Opinion polls suggest Mrs Clinton is still ahead in key states.
But she has seen her lead slip following last week’s FBI announcement that it was looking into emails that may be connected to her use of a private email server while she was secretary of state.
A nationwide McClatchy-Marist opinion poll on Saturday gave her a one point lead, compared to six in September.
A YouGov polling estimate on Saturday gave her a three-point lead.
Some 37 million early voters have already cast their ballots. Reports suggest many more Latino voters are turning out early in key states including Florida, Arizona and Nevada compared to past elections.
Analysts in Nevada say the Democrats appear to have taken a significant lead there because of the early ballots.
Donald Trump told a rally in Tampa, Florida: "We’re going into what they used to call Democrat strongholds, where we’re now either tied or leading. We’re going to Minnesota, which traditionally has not been Republican at all."
Hillary Clinton’s address in Florida had to deal with a downpour of rain
Pennsylvania and Michigan are also both on his agenda and they too have been tough states for Republicans. They have not won them since 1988.
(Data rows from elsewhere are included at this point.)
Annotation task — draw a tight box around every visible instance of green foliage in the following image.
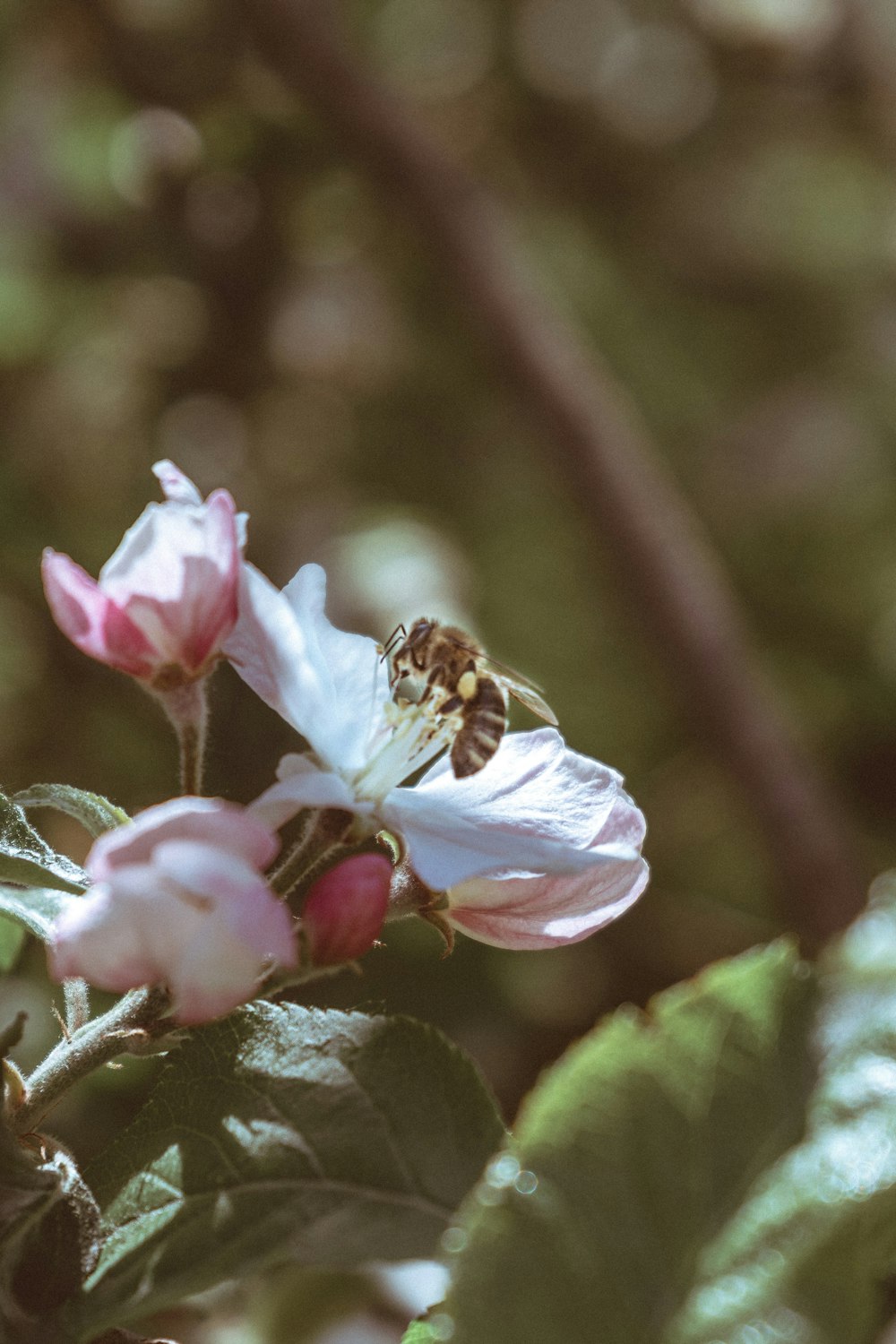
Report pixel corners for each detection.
[406,874,896,1344]
[0,793,87,892]
[12,784,130,838]
[0,883,73,946]
[0,919,25,975]
[670,874,896,1344]
[0,1125,90,1344]
[73,1003,503,1339]
[409,943,815,1344]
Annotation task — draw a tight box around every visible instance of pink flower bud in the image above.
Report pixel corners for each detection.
[48,798,297,1023]
[302,854,392,967]
[43,462,240,690]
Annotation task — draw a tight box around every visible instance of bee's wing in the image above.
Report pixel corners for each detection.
[501,676,557,728]
[443,636,557,728]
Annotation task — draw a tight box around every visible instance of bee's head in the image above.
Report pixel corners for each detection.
[404,616,435,650]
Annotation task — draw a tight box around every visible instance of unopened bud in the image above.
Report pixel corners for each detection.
[302,854,392,967]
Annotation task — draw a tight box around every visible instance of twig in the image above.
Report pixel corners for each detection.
[9,986,173,1134]
[243,0,866,951]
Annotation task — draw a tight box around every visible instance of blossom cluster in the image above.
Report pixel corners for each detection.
[43,462,648,1023]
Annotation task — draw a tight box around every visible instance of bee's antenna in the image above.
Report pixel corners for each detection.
[380,625,407,663]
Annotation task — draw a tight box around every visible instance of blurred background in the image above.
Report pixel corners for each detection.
[0,0,896,1344]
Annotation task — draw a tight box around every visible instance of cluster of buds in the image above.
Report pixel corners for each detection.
[43,462,648,1023]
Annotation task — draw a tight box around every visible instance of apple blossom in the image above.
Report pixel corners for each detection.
[49,797,297,1023]
[442,789,650,951]
[224,564,646,941]
[302,854,392,967]
[41,462,242,691]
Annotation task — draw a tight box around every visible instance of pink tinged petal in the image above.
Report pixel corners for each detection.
[151,459,202,504]
[447,789,650,951]
[380,728,637,892]
[168,927,273,1027]
[247,754,365,830]
[446,857,650,951]
[153,840,296,969]
[41,550,157,677]
[84,797,280,882]
[302,854,392,967]
[47,884,159,994]
[99,491,240,672]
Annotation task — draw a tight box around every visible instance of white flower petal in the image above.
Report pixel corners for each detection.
[224,564,334,754]
[283,564,392,771]
[151,459,202,504]
[380,728,637,892]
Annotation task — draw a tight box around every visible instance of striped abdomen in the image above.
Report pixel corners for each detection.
[452,676,506,780]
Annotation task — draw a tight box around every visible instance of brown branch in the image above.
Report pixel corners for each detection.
[243,0,864,951]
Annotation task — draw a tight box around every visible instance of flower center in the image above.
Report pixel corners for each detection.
[352,701,461,803]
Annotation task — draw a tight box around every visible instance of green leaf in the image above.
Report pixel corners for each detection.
[407,943,815,1344]
[0,919,25,975]
[670,874,896,1344]
[0,793,87,892]
[0,883,76,943]
[70,1003,504,1338]
[12,784,130,838]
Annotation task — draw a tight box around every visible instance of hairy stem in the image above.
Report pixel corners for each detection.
[270,808,355,897]
[153,677,208,796]
[9,986,170,1134]
[235,0,866,951]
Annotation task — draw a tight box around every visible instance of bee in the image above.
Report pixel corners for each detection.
[383,617,557,780]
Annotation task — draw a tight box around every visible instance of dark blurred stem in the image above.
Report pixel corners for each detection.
[177,723,204,795]
[9,986,170,1134]
[154,677,208,796]
[242,0,866,952]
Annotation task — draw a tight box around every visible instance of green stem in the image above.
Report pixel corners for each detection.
[9,986,170,1134]
[177,723,205,797]
[151,677,208,796]
[269,808,355,897]
[62,978,90,1037]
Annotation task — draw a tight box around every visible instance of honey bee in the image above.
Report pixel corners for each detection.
[383,617,557,780]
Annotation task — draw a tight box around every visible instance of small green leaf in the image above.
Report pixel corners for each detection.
[70,1003,504,1338]
[0,1124,81,1344]
[407,943,815,1344]
[0,793,89,894]
[0,919,25,975]
[0,882,76,943]
[670,874,896,1344]
[12,784,130,838]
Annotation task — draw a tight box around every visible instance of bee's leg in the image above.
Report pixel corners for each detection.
[417,667,442,704]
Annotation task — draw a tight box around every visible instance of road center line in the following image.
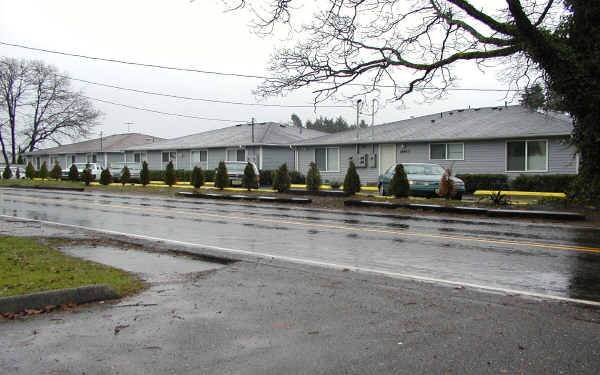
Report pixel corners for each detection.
[0,215,600,307]
[7,194,600,254]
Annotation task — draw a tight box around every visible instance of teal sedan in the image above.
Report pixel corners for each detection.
[377,163,465,200]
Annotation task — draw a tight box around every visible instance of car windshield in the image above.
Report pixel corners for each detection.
[388,164,444,176]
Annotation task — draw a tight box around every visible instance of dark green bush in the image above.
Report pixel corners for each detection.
[50,161,62,180]
[290,171,306,184]
[258,170,275,186]
[191,166,204,189]
[100,168,112,185]
[215,161,229,190]
[511,174,577,193]
[306,162,321,193]
[273,163,290,193]
[140,160,150,186]
[389,164,409,198]
[456,174,508,193]
[342,161,360,195]
[25,162,35,180]
[242,163,258,191]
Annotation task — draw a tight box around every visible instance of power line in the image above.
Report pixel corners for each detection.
[0,41,521,92]
[55,74,352,108]
[82,95,247,123]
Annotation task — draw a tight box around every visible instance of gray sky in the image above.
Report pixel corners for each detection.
[0,0,512,143]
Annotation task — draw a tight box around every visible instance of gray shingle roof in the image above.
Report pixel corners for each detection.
[25,133,165,155]
[295,105,573,145]
[123,122,325,150]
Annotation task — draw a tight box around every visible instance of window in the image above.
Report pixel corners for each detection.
[315,147,340,172]
[429,143,465,160]
[192,150,208,168]
[226,148,246,161]
[506,140,548,172]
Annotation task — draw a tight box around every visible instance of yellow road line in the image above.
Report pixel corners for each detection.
[0,194,600,254]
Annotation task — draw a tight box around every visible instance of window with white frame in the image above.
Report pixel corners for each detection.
[429,143,465,160]
[161,151,177,167]
[315,147,340,172]
[191,150,208,169]
[506,140,548,172]
[226,148,246,161]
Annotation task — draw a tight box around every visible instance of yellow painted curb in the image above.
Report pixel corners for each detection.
[473,190,567,198]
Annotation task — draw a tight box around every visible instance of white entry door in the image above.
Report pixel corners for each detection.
[379,143,396,174]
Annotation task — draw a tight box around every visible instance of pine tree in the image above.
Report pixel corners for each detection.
[164,160,177,187]
[100,168,112,185]
[50,161,62,180]
[242,163,258,191]
[25,162,35,180]
[120,166,131,186]
[390,164,408,198]
[39,162,48,180]
[215,161,229,190]
[140,160,150,186]
[306,162,321,193]
[344,161,360,195]
[273,163,291,193]
[2,164,12,180]
[81,166,94,186]
[69,164,79,181]
[192,166,204,189]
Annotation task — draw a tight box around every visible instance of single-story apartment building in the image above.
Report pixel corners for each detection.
[293,105,579,184]
[126,122,326,170]
[23,133,165,169]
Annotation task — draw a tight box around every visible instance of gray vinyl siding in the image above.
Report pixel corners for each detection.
[262,146,296,171]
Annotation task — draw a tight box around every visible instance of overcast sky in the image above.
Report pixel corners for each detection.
[0,0,512,143]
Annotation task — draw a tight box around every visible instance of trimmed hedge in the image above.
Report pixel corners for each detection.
[511,174,577,193]
[456,174,509,193]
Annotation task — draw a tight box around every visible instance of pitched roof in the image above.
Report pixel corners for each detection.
[295,105,573,145]
[128,122,326,150]
[25,133,165,155]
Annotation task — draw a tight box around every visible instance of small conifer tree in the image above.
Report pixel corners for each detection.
[344,161,360,195]
[192,166,204,189]
[164,160,177,187]
[49,161,62,180]
[81,166,94,186]
[38,162,48,180]
[121,166,131,186]
[390,164,408,198]
[100,168,112,185]
[2,164,12,180]
[242,163,258,191]
[306,162,321,193]
[140,160,150,186]
[273,163,291,193]
[25,162,35,180]
[215,160,229,190]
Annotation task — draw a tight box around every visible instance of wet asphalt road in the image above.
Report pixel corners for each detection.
[0,189,600,301]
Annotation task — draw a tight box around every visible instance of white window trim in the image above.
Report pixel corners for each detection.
[313,147,340,173]
[160,150,179,169]
[504,139,550,173]
[190,149,211,170]
[429,142,465,160]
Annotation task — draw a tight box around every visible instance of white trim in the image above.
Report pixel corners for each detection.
[429,142,465,161]
[504,139,550,173]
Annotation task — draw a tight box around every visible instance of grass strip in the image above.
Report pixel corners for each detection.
[0,235,146,297]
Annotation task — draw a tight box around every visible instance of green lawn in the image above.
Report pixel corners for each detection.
[0,235,146,297]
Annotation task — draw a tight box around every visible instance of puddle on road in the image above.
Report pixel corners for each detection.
[60,246,225,283]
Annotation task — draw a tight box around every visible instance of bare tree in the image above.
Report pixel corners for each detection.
[229,0,600,198]
[0,58,100,164]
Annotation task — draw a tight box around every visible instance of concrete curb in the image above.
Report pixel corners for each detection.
[177,191,312,204]
[0,285,121,314]
[344,200,585,221]
[0,185,85,191]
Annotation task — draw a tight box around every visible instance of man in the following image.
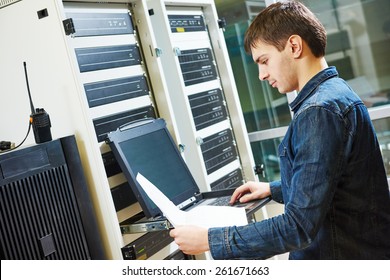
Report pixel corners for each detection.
[170,1,390,259]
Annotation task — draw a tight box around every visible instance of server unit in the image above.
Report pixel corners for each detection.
[143,0,256,194]
[0,136,105,260]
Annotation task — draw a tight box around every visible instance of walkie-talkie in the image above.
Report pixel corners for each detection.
[23,62,52,144]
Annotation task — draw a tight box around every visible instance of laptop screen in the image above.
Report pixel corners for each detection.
[108,119,199,218]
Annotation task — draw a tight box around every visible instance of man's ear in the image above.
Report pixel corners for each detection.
[287,35,303,58]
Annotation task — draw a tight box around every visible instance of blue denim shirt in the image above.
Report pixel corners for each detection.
[208,67,390,259]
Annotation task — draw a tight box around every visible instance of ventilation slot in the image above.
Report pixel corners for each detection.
[0,165,90,260]
[0,0,21,9]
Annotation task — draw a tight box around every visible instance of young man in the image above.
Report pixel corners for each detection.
[170,1,390,259]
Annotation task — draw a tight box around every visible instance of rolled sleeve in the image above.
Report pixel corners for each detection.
[270,181,284,203]
[208,227,233,260]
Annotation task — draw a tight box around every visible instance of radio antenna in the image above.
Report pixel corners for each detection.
[23,61,35,114]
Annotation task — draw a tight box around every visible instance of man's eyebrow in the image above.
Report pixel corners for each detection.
[255,54,265,64]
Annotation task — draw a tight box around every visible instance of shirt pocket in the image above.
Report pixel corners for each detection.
[278,141,292,187]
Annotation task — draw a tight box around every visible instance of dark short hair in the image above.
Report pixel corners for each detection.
[244,1,326,57]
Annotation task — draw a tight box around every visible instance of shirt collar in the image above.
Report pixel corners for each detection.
[290,66,338,112]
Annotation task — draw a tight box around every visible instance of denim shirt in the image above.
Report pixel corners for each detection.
[208,67,390,259]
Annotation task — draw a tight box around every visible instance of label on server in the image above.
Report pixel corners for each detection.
[93,106,156,142]
[168,15,206,33]
[66,13,134,37]
[188,89,227,130]
[84,75,149,108]
[75,44,141,72]
[200,129,238,174]
[210,169,244,191]
[179,48,218,86]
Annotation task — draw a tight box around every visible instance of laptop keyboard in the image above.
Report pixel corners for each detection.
[209,196,230,206]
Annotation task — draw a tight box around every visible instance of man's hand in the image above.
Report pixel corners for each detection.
[230,181,271,204]
[169,226,210,255]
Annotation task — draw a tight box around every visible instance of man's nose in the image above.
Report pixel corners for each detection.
[259,65,268,81]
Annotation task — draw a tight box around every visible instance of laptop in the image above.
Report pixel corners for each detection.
[106,118,270,222]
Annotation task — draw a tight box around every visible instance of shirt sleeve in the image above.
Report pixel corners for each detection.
[269,181,284,203]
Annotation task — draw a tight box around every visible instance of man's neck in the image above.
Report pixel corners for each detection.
[298,57,328,91]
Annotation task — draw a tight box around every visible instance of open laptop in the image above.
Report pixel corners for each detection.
[106,119,270,221]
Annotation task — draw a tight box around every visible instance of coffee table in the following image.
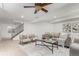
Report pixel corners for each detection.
[35,39,58,53]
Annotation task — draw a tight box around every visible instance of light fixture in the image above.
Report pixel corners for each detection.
[21,15,24,18]
[54,16,57,18]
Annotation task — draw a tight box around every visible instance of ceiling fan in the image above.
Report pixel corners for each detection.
[24,3,52,14]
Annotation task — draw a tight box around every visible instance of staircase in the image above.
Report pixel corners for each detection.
[9,23,24,39]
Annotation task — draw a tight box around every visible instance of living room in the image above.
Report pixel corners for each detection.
[0,3,79,56]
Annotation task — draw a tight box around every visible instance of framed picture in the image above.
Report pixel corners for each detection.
[72,23,79,33]
[63,23,71,33]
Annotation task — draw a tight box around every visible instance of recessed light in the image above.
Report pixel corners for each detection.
[21,15,24,18]
[54,16,57,18]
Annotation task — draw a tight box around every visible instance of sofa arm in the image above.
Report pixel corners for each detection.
[70,43,79,56]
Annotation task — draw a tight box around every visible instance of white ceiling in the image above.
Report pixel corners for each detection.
[0,3,79,23]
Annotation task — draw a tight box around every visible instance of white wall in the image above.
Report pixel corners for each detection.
[22,23,53,37]
[0,23,11,38]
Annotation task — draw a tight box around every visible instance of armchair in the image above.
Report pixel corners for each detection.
[70,38,79,56]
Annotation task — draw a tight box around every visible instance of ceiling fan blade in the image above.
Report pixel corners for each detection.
[24,6,35,8]
[35,3,52,7]
[34,10,38,14]
[41,3,52,7]
[41,8,48,13]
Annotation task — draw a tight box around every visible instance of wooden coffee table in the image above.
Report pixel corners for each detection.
[35,39,58,53]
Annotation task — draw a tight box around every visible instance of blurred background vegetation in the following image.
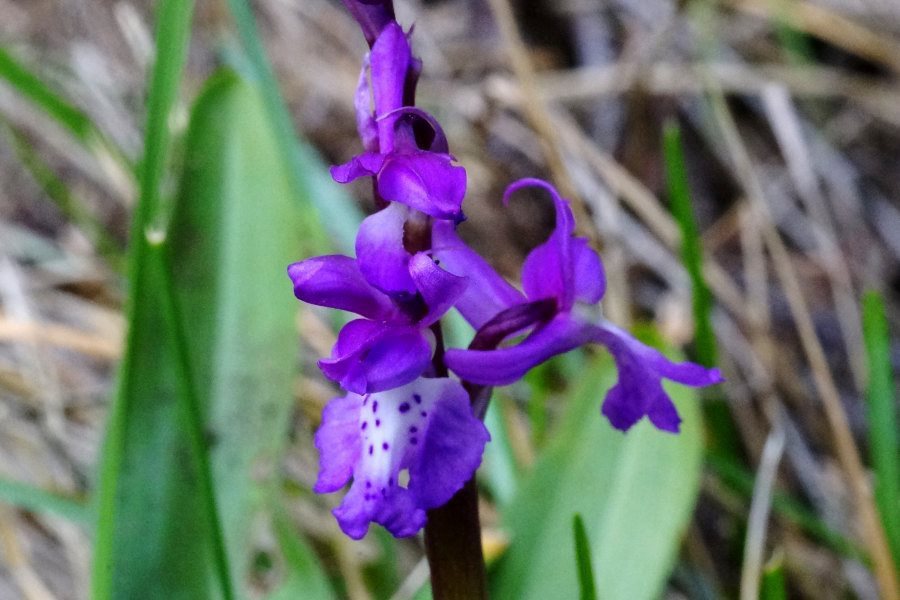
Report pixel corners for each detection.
[0,0,900,600]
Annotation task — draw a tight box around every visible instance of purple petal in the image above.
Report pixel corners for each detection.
[319,319,433,394]
[354,54,380,152]
[369,23,412,153]
[288,255,395,319]
[445,315,592,385]
[503,179,575,310]
[409,252,468,327]
[381,106,450,154]
[334,379,488,539]
[593,323,722,433]
[431,221,525,329]
[378,151,466,222]
[313,393,363,494]
[572,238,606,304]
[356,203,416,296]
[343,0,394,46]
[329,152,384,183]
[409,379,491,508]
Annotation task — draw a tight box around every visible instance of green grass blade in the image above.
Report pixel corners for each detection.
[492,342,703,600]
[228,0,362,254]
[663,122,741,457]
[664,122,718,367]
[0,477,94,525]
[572,514,597,600]
[0,121,125,271]
[0,46,95,142]
[863,292,900,569]
[92,0,220,600]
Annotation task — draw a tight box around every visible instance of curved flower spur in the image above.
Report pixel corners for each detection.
[288,0,721,540]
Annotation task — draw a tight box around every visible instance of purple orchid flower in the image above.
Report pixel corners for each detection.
[331,22,466,221]
[433,179,722,432]
[314,378,490,539]
[288,241,466,394]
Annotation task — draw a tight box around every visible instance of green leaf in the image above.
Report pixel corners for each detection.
[572,514,597,600]
[0,477,94,524]
[759,552,787,600]
[92,0,207,600]
[493,358,702,600]
[268,508,335,600]
[0,46,100,142]
[863,292,900,569]
[91,63,324,598]
[228,0,362,254]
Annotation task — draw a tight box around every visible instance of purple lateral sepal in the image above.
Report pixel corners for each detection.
[314,378,490,539]
[442,179,722,432]
[288,244,467,394]
[331,23,466,222]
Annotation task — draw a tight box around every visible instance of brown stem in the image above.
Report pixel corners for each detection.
[425,477,488,600]
[425,321,487,600]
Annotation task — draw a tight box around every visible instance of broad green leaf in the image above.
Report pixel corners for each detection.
[92,0,211,600]
[90,72,330,598]
[493,358,702,600]
[228,0,362,254]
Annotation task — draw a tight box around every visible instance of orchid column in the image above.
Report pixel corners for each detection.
[288,0,721,600]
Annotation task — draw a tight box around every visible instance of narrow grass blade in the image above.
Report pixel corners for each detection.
[228,0,362,254]
[0,477,94,525]
[759,553,787,600]
[0,121,125,271]
[663,122,718,367]
[572,514,597,600]
[663,122,741,457]
[0,46,101,143]
[863,292,900,569]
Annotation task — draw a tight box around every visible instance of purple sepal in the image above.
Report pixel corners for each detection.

After Tampa, Mr Trump headed to Wilmington in North Carolina, where he was introduced by his wife, Melania.
Mr Trump turned his fire on the Affordable Care Act, also known as Obamacare.
"Real change begins with immediately repealing and replacing Obamacare," he said.
Mrs Clinton addressed a rally in a hoarse voice in Pembroke Pines in Florida, telling supporters: "I don’t think I need to tell you all of the wrong things about Donald Trump", before cutting the speech short amid a downpour of rain.
Florida is a massively important state, particularly for Mr Trump, with many seeing it as a must-win. Candidates need 270 electoral college votes to win the presidency. Florida is worth 29.
The contest appears to be tight. Real Clear Politics’ poll average puts the Democratic candidate ahead, but poll analysis website FiveThirtyEight says Mr Trump has a 52.6% chance of winning the state.
Mrs Clinton’s campaign has revealed she will do a two-minute national TV commercial on Monday night which they expect will reach a combined audience of 20 million people.
She has been relying heavily on A-list supporters – on Friday in Cleveland it was singer Beyonce and rapper husband Jay Z.
After Katy Perry, she will take the stage with basketball star LeBron James in Cleveland on Sunday.
Mr Trump says he does not need star endorsements.
"We do it the old-fashioned way," he said on Saturday.
Separately, US authorities have said they are assessing the credibility of information on a possible al-Qaeda extremist attack before election day.
New York City, Texas and Virginia were said to be possible targets but a police spokesman said the information "lacks specificity".
Officials say they regularly assess all possible threats before major events.